Inshore Independent Financial Advisers 278 Lymington Road Highcliffe Christchurch Dorset BH23 5ET
Inshore Independent Financial Advisers Ltd is directly authorised and regulated by the Financial Services Authority
Financial Protection GuideFamily Protection
What is Life Insurance?It's a straightforward and affordable way of helping make sure that your family and loved ones are financially secure in the event of your death.
A life insurance plan pays out a cash lump sum if the person(s) insured dies during the term of the plan. The lump sum can be used to provide financial support to your family and loved ones, who might otherwise struggle to pay the mortgage, bills and other living expenses without your income.
Having the right level of life assurance in place gives you peace of mind and your family a financial safety net if they ever need it. There are different types of life cover, so it's important to pick the right type for you.
What is Level Life Insurance?
It's a Life Insurance plan where the amount of life cover stays the same for the duration of the policy term. It could be the right sort of life insurance to choose if you want to provide a specific amount of money for your family and loved ones.
It's also suitable to cover an interest-only mortgage, where the outstanding mortgage loan remains the same for the term of the mortgage.
What is Decreasing Life Insurance?
It's a Life Insurance plan where the amount of life cover reduces during the plan term. It could be the right sort of life insurance to choose if you want to cover a repayment mortgage or other loan because, as the outstanding balance of the loan reduces, so does the amount of cover. This means you only pay for the amount of cover you actually need.

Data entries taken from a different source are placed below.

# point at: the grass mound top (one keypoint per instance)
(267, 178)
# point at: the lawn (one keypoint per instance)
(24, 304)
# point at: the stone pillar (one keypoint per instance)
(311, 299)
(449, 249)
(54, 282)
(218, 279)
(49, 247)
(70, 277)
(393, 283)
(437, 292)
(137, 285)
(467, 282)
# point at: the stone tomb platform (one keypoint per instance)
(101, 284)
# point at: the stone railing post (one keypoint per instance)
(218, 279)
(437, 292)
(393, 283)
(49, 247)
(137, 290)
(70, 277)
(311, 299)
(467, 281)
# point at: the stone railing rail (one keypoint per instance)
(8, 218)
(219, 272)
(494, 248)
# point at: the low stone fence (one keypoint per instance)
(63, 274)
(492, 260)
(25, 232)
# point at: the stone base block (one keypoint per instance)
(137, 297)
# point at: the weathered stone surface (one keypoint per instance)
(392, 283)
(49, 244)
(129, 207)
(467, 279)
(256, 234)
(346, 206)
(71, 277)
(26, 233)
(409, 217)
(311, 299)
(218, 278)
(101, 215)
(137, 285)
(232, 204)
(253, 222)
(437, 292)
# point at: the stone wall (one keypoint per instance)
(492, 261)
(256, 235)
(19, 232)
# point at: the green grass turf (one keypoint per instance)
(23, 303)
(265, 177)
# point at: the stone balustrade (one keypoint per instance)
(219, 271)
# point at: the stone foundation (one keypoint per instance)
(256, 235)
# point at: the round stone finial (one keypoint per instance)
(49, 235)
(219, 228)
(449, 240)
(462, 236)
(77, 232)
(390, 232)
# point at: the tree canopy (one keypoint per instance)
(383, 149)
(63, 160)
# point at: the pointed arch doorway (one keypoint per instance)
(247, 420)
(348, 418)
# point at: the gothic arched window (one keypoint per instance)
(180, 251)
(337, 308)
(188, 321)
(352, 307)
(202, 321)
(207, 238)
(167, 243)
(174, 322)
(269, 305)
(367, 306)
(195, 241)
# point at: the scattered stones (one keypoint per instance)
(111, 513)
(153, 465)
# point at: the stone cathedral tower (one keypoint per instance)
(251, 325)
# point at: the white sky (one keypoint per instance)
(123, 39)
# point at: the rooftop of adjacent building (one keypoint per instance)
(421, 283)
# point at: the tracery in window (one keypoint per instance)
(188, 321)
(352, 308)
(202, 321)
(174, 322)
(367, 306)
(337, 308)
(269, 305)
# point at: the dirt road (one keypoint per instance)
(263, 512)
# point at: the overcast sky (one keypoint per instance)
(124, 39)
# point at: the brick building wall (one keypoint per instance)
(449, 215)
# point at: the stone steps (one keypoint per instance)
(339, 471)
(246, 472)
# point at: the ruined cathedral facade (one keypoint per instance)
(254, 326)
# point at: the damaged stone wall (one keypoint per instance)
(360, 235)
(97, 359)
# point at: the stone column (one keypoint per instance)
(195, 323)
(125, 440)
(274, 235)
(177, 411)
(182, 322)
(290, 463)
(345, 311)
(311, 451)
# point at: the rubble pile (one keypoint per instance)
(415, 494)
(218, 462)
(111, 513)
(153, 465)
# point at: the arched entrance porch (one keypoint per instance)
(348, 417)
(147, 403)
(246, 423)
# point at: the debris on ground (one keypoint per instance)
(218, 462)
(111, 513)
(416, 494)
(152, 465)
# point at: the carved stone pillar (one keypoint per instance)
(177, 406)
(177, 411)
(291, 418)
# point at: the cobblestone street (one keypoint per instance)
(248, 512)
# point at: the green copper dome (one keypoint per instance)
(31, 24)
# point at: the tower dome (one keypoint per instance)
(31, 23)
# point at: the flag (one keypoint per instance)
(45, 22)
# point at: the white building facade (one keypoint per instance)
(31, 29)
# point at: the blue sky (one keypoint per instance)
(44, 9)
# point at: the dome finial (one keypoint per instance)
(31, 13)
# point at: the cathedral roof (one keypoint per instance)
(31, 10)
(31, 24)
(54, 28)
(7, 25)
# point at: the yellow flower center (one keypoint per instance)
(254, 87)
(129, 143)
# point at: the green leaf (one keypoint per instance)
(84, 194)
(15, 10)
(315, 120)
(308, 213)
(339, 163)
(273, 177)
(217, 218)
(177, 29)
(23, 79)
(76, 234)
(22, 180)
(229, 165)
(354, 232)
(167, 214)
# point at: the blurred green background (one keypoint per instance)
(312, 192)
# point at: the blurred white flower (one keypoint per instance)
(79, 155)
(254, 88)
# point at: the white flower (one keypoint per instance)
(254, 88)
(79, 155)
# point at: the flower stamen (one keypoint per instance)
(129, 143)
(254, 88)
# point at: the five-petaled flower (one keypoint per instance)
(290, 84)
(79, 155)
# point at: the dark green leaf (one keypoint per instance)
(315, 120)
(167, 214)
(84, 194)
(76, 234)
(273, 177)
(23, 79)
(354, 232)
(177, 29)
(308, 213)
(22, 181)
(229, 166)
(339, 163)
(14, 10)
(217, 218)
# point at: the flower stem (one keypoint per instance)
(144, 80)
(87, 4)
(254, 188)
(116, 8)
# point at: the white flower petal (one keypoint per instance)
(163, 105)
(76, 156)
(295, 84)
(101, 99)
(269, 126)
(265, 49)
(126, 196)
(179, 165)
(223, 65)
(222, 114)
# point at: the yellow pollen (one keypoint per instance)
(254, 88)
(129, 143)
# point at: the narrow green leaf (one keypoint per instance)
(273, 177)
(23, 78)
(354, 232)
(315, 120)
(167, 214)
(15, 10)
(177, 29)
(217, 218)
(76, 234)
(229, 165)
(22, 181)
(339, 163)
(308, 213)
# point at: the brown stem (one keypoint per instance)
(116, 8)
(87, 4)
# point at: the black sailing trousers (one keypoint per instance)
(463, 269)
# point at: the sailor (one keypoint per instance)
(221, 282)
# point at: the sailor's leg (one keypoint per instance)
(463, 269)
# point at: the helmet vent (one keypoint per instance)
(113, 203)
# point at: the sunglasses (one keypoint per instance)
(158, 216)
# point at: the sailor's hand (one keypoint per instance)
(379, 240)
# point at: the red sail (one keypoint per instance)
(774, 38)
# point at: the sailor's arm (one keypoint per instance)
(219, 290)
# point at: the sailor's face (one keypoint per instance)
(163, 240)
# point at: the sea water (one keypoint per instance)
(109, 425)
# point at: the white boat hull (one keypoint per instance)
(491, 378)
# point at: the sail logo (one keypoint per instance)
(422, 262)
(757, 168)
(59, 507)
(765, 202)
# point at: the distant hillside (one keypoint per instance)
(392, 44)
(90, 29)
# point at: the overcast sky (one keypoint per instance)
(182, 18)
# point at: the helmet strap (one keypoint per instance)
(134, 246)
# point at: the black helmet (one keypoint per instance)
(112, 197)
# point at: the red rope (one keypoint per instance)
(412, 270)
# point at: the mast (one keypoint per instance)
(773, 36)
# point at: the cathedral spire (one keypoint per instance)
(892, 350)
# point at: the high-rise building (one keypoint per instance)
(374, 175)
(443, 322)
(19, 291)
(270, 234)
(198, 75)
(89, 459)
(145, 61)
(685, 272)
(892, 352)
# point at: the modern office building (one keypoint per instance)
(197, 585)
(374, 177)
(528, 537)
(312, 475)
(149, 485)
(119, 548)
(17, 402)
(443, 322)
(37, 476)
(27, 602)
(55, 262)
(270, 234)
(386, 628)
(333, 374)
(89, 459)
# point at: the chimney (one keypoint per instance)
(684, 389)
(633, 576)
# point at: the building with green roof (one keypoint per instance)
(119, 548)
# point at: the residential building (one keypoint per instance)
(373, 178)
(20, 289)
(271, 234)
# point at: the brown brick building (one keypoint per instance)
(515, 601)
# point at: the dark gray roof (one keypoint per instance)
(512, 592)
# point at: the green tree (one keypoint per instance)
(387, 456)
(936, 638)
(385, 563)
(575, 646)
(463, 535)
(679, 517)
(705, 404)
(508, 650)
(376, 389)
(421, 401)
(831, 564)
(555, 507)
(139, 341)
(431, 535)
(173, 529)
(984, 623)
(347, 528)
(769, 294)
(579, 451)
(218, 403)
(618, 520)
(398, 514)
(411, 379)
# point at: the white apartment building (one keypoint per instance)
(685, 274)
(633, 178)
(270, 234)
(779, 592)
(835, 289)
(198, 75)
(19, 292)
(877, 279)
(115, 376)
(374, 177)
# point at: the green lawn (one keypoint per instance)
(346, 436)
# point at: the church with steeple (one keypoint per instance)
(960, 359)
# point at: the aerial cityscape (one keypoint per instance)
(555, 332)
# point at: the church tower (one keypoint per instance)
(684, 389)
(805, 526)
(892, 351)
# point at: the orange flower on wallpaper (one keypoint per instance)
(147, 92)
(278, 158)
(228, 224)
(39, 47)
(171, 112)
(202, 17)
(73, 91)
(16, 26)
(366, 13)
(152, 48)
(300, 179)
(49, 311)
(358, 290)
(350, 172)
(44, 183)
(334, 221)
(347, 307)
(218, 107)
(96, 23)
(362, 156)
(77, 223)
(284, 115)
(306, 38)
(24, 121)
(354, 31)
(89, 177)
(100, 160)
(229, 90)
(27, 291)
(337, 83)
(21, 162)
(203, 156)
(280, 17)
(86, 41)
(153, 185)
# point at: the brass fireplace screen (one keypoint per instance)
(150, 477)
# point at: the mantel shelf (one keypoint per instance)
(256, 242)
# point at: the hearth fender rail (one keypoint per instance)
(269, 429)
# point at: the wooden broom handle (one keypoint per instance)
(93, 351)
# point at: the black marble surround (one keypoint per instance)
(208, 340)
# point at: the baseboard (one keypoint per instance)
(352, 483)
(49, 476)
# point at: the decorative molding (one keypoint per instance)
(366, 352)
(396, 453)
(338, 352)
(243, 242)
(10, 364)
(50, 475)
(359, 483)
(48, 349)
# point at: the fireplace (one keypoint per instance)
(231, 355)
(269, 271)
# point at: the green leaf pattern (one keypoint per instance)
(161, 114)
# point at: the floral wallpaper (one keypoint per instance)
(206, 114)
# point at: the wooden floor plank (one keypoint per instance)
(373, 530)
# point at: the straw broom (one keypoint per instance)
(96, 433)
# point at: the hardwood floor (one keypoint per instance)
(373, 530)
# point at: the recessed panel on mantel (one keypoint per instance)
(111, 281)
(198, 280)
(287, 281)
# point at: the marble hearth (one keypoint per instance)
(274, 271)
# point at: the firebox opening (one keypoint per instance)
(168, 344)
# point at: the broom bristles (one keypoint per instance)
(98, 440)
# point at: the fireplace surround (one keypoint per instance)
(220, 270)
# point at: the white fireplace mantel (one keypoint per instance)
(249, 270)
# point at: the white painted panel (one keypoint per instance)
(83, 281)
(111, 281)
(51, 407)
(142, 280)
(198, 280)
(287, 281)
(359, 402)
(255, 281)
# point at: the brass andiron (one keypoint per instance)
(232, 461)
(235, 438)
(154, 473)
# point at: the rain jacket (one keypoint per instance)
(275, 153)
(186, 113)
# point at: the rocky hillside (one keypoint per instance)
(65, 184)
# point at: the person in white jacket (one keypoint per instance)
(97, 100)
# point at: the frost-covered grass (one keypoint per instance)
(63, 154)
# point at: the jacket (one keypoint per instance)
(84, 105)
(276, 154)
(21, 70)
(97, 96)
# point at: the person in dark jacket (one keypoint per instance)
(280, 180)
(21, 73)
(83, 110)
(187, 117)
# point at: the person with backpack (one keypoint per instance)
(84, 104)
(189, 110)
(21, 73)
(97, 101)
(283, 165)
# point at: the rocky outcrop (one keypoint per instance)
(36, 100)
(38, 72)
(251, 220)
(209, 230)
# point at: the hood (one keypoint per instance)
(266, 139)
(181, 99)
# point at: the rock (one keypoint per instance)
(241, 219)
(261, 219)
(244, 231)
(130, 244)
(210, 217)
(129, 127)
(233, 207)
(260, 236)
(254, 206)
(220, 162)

Is Family Income Benefit cheaper?
Rather than providing a lump sum should you die, family income benefit provides a regular, tax-free, monthly income for you and your dependants - from the time of the claim to the end of the plan term.
Family income benefit is particularly attractive to those who like to know they have a regular monthly income and would rather not have to worry about complex investment decisions to make the most of a lump sum payout.
Why do I need Critical illness insurance?
Critical illness insurance will pay you a tax free lump sum on diagnosis of any one of a wide range of specified illnesses including certain types of cancer, heart attack, stroke, brain tumour and many more.
Diagnosis of such an illness would be a major trauma in your life, but you would still have to meet your financial commitments.
Critical illness policies can vary greatly in the cover they offer. A basic plan covers the most serious conditions, but a comprehensive plan covers many more including loss of sight, total permanent disability and hearing loss.
Should I put my policy in trust?
Placing your policy in trust is important if, on your death, you wish the proceeds of your life insurance to be paid to your dependants quickly and efficiently.
A Trust allows you and others to control what happens to the money after your death. At the outset, you decide who is to benefit and in what proportion. The advantage of this is the money is passed directly to your beneficiaries, without reference to your will or the taxman. It speeds up the process of getting the money to your beneficiaries by, on average, six months.
A Trust is also key if you wish to avoid falling into the Inheritance Tax trap.
Trusts are very easy to arrange, and Inshore IFA does not charge for setting them up on behalf of our clients. For the vast majority of situations, the most sensible thing is to put your life insurance policy in trust.
What if I can’t work due to sickness accident or disability?
This is known as permanent health insurance and this type of plan is designed to replace your salary and will provide a tax-free income if you are unable to work through disability. The policy pays a monthly tax-free income until you recover - right up to retirement date if needs be and the payout can be level or set to rise with inflation.
The maximum cover you can have is typically half of your gross income but as it is paid tax-free it should mean that you can maintain a similar level of take home pay. However, some employers provide this cover as part of your overall employment package - so check these details first.